I remember my old social worker writing in a report that I “suffered severe and persistent anxiety”, and me arguing with her that I was not at all an anxious person. Ha! All I can say is that I must have been thinking about someone else . . .Anxiety has had me by the throat the last couple of days. It intensifies the paranoia and comes with side orders of self hatred and shame. It keeps making me think I want to die.

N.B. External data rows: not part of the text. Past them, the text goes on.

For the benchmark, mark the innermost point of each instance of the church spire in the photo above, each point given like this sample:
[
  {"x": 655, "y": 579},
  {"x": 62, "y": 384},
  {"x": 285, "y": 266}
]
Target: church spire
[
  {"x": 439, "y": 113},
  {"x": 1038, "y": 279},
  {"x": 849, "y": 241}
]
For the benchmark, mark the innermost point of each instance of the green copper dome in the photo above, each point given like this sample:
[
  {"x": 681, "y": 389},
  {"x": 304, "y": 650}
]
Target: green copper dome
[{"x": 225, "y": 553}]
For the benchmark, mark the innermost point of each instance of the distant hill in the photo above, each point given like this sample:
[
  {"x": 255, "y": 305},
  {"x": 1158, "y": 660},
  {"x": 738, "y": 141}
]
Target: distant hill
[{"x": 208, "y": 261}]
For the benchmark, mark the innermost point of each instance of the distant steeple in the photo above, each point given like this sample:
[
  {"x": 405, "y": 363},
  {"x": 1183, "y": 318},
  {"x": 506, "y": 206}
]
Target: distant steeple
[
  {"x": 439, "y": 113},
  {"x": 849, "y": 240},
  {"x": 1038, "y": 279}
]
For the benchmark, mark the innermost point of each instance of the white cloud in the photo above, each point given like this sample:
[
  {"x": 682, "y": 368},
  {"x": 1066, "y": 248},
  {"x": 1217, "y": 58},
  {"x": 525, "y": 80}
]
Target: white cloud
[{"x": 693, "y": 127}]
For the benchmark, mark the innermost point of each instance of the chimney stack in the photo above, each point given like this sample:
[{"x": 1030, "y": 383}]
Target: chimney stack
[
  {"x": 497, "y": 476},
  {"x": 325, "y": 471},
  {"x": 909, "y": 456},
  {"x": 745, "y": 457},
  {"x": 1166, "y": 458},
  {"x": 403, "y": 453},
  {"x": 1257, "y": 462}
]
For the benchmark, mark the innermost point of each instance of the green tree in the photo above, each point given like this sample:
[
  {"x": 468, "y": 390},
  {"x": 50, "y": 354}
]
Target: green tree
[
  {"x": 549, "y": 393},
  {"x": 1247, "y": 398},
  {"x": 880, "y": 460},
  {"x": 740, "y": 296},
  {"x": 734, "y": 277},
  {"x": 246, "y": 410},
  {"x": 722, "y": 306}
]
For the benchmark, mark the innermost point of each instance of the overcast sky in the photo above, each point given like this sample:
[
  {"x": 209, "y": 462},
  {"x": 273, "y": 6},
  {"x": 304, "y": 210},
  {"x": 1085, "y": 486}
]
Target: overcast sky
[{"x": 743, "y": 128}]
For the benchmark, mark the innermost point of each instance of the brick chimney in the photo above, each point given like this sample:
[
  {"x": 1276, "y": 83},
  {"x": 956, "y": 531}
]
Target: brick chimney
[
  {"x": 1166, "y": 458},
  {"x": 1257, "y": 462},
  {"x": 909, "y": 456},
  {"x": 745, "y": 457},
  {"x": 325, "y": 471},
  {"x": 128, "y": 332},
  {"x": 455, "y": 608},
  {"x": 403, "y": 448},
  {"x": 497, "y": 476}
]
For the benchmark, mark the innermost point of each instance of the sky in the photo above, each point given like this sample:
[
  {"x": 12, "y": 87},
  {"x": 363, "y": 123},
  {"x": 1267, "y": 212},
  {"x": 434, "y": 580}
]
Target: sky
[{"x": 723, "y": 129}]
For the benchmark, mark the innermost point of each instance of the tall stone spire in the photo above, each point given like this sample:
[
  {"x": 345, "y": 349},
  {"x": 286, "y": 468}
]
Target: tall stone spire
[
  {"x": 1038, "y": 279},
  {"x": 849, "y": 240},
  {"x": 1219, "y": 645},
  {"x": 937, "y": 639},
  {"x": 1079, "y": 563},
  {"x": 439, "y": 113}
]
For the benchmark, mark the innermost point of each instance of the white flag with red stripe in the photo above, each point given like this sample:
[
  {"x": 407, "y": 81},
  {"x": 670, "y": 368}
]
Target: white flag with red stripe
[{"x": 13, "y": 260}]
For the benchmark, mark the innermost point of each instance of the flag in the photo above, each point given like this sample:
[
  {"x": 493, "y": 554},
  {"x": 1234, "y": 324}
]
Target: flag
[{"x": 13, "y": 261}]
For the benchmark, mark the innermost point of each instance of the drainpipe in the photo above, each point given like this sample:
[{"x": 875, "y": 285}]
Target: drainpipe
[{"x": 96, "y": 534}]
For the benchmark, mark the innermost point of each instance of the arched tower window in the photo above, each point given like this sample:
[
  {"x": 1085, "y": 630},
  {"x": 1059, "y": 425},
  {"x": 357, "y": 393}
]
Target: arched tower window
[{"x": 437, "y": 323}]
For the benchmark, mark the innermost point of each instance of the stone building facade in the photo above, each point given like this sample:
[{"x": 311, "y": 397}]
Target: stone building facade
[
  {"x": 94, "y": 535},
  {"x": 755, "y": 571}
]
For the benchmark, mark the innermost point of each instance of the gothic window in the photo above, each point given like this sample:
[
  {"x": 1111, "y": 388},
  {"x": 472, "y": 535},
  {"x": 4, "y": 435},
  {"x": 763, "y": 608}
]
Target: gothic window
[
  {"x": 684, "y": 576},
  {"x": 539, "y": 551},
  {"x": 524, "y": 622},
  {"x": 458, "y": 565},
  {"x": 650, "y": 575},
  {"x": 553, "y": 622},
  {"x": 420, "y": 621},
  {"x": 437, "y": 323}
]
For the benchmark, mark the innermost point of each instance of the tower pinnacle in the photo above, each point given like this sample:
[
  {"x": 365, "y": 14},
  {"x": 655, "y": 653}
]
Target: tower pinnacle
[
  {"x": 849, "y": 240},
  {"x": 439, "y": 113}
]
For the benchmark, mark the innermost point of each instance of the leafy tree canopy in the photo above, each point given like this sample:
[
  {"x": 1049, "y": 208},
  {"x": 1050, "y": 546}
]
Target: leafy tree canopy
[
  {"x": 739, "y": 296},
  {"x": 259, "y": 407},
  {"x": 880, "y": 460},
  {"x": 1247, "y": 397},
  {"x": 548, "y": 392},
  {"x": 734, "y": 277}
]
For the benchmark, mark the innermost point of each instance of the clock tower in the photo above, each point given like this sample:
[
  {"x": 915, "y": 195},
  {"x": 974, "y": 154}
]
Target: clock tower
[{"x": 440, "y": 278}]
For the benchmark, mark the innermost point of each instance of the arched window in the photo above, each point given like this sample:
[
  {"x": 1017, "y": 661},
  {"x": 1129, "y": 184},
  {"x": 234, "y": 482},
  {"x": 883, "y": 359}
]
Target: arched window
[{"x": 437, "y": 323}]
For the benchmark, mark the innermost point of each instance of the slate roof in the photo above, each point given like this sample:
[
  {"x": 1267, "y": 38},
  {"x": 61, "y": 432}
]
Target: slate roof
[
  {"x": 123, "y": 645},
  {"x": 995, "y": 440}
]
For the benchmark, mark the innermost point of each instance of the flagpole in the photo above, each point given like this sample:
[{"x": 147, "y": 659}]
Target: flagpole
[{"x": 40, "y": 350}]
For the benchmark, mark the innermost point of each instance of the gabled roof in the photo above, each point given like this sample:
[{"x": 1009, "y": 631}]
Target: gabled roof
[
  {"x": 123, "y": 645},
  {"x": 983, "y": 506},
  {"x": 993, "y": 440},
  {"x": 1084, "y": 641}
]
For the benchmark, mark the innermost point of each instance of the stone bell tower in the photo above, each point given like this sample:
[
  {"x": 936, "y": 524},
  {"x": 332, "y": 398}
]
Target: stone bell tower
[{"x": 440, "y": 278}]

I spoke to my CPN earlier. She suggested that I call the Crisis Team over the weekend. But honestly, what can they suggest that I’m not already trying? I’m doing the brew, benzo, bath thing. I’m meditating (twice so far today). I’m throwing all the coping methods I can think of at myself, I am so desperate I am willing to try anything, even things I might previously have scoffed at. For now I am curled up on the sofa with a blanket for comfort listening to music and just trying to find a way to exist that is at least tolerable. CPN suggested a walk – but I explained to her that having made it to the shop early this morning and got in supplies for the weekend, the thought of not having to leave the house again for a couple of days is one of the few things that is bringing me some relief. I’ve managed to curb the internet shopping too so I shouldn’t even have to deal with any knocks on the door. Is it wrong that I’m actually quite pleased that it’s raining today, so that I don’t have to feel like I *should* be outside enjoying the weather?
I’m not sure where this has come from, I’m not yet sure what it’s about, though I plan to try to explore it later. For now though I’ve gained a new found respect for anxiety and for those who live with it daily. I genuinely thought I didn’t experience it and hadn’t realised before quite what a beast it can be.